Seeing what you have all laid outon one screen(a modern miracle for those of us who started in the tape/film era!) makes starting the edit process super quick and much easier. I can scrub through clips that I think are interesting, grab quick cuts and throw them on the timeline even before I start putting together the full story.
Of course, on a film shoot, news story, or any other specifically shot piece, this doesn’t really work. You need to go through carefully and pick shots and soundbites to support the story from the beginning. Event videography is a little less structured (at least in the capture process) so it’s much easier to “grab and go” with shots into the edit.
Get down to the beat!
A lot of event videography usually ends up in a “hype” video to show everyone else who wasn’t there what they missed. This can usually take the form of a music video without the screaming rock stars or chart climbing rappers. Even though it’s more about the footage and the event, music choice is extremely important.
I usually ask myself these questions when choosing music for a project:
- How “formal” is the client? Do they like a buttoned-up corporate sound, or can I experiment with more modern/trendy music?
- How was the event paced? Was it a bunch of slow classroom-type sessions, or was there a lot of movement and production?
- What does the client expect from this video? Is it to hype everyone up for the next one, or just to show what happened at the event?
Knowing the answers to these questions even before the event can be a life saver when you sit down to edit. A lot of it can be gathered from meeting with the actual client or speaking with the organizers of the event to find out the “feel” of how things are supposed to be.
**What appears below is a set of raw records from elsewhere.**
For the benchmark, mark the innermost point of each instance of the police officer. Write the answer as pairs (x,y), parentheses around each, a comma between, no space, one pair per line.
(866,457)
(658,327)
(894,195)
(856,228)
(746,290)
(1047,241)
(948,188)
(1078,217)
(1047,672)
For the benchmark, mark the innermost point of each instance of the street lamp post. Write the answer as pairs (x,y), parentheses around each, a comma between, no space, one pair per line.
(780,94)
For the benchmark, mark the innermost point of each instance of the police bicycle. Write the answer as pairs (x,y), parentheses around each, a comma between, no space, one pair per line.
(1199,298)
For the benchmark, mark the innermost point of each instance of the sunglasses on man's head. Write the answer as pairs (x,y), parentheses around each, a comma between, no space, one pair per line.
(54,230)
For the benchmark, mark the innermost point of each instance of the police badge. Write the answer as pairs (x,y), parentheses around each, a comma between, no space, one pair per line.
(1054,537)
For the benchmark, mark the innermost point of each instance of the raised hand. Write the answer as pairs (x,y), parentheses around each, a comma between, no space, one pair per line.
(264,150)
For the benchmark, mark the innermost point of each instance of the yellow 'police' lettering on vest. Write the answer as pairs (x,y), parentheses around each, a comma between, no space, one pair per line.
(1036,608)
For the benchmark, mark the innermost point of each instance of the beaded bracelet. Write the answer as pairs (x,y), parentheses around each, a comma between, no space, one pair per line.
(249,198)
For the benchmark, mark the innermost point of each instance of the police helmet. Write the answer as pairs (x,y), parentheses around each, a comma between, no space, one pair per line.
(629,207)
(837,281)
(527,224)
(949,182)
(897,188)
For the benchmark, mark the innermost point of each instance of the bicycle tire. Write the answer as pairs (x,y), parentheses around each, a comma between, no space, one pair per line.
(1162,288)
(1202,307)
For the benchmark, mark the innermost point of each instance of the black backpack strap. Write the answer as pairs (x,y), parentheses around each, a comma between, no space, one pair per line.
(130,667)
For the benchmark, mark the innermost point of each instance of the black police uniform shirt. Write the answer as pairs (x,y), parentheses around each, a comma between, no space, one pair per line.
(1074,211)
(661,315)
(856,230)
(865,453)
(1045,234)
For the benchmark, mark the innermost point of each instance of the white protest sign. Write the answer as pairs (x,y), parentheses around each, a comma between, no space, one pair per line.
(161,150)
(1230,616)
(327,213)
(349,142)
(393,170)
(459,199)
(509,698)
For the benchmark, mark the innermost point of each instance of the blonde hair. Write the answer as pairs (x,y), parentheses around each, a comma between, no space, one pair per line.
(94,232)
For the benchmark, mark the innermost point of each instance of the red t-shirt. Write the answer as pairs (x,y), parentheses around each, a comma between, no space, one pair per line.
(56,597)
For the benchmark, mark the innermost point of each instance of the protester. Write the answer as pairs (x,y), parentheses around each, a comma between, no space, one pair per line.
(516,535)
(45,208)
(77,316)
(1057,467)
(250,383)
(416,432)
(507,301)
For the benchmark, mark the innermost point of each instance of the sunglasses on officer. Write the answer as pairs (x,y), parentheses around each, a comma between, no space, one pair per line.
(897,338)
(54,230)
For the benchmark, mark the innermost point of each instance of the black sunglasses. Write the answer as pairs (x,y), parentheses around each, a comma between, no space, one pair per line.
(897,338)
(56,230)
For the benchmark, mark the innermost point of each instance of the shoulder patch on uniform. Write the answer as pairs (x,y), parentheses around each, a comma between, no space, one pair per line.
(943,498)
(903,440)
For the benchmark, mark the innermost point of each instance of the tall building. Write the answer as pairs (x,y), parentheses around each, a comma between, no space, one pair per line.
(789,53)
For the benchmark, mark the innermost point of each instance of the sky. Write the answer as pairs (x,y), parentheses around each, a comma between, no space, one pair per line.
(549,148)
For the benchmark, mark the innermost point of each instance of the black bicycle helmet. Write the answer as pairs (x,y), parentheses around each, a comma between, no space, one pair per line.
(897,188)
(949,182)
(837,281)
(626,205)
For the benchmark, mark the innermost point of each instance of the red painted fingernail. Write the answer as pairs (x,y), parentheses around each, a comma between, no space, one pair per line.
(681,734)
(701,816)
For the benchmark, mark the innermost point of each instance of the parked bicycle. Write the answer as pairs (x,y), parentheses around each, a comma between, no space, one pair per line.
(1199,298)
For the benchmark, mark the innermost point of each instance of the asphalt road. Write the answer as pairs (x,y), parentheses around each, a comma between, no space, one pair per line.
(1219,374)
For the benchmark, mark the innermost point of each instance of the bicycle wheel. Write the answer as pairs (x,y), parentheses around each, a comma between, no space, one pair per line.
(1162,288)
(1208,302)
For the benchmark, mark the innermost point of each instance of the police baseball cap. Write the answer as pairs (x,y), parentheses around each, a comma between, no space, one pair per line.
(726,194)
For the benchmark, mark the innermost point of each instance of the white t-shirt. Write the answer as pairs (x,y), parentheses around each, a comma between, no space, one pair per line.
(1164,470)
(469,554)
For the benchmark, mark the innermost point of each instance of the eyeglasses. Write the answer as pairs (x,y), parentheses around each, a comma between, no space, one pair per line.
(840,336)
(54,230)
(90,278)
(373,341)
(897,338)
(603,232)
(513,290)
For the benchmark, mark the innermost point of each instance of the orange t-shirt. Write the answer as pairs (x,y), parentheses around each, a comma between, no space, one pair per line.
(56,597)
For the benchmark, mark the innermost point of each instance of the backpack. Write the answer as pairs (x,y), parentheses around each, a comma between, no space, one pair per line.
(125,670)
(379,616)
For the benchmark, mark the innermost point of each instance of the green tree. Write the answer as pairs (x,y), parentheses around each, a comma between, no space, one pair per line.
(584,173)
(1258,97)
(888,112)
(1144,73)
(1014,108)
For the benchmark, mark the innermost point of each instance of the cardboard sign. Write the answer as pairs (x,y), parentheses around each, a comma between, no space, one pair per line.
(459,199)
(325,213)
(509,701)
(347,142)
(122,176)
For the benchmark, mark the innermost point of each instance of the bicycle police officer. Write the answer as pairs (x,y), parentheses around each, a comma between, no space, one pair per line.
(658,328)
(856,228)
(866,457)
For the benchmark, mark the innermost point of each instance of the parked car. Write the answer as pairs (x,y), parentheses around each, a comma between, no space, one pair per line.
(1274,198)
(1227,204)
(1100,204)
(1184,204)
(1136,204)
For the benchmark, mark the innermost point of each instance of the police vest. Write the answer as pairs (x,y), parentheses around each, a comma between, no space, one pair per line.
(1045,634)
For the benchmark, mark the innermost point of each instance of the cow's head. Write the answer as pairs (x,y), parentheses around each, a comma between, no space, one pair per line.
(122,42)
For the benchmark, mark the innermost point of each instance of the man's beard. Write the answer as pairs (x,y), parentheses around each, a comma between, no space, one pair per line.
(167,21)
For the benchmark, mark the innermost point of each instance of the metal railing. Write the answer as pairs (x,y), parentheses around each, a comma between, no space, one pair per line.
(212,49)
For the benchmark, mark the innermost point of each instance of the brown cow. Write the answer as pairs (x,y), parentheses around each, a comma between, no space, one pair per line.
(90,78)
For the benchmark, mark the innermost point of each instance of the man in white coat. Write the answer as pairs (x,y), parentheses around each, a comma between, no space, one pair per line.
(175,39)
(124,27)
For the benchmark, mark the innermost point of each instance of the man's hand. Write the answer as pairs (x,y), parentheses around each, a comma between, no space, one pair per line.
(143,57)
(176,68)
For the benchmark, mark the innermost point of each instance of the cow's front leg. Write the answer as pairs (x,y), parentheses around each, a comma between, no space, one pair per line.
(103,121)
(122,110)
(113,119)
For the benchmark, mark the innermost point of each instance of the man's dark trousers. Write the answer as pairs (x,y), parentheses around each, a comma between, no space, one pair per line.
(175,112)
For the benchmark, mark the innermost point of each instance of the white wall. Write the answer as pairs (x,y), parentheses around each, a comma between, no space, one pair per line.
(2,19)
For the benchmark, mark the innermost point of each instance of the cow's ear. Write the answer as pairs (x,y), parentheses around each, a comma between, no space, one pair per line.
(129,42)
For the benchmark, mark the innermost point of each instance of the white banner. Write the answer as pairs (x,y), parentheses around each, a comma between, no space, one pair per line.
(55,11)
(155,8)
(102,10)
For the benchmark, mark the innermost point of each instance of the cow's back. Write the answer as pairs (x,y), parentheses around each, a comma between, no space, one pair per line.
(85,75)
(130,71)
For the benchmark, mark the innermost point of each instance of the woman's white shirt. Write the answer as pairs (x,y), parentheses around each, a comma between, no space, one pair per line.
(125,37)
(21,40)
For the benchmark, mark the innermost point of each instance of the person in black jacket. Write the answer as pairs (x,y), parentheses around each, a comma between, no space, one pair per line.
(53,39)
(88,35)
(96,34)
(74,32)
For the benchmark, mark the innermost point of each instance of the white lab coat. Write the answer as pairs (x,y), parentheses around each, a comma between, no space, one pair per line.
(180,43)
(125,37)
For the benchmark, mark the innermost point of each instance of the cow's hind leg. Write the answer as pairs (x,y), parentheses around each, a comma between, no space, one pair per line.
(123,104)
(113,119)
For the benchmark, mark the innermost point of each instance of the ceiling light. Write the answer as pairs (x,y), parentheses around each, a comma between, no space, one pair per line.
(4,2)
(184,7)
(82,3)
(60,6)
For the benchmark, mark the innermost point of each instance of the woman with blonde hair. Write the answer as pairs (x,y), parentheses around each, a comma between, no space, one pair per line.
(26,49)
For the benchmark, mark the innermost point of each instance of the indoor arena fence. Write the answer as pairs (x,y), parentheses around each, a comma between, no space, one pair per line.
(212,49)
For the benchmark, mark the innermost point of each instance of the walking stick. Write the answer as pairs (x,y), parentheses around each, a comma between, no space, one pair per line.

Your final music choice should reflect well on the client and the project, so make sure to get approval before laying down cuts to the beat. There’s nothing worse than getting a great edit together to some cool music, then being told to re-cut because someone doesn’t like the track.
Compose that cut!
We have our music, the best clips from the days/weeks/months on the job…so now it’s time to cut! All editors have their own process when it comes to actually laying down cuts, so I’m not going to tell you one way or the other is better. I am going to let you know what I think about when I’m cutting together an event video.
First, I usually go in chronological order—at least to start. If the edit lends itself to being out of order (usually to make a point about a certain element of the event) then I will figure that out once I have a rough edit of the actual event start to finish. Cutting close to the beats that you want to end up with will help in the final edit as well.
Next, I figure out what the client would like to highlight. Some clients like a lot of shots of food, some like shots of signage, and some just want to show that a bunch of people showed up. Finding out what’s important to the client will make getting your final edit approved much easier.
Finally, I usually find a “special” part of the event to break out—something to change up the pace of the edit, even if it’s just something weird or interesting one of the attendees said that you caught on camera (that reflects well on the client of course!). This is something that I usually put toward the end of the cut to surprise and delight the viewer as they watch and keep them watching to the end.
Event videography can seem boring at times, but the process to edit can be just as rewarding as any other project. Finding a great story by seeing everything you captured, picking awesome music, and composing a compelling edit can be fun and gives you a chance to show off skills you may not use in other projects. I look at every event as a story in itself, and if I can tell a great one, it keeps clients coming back for more.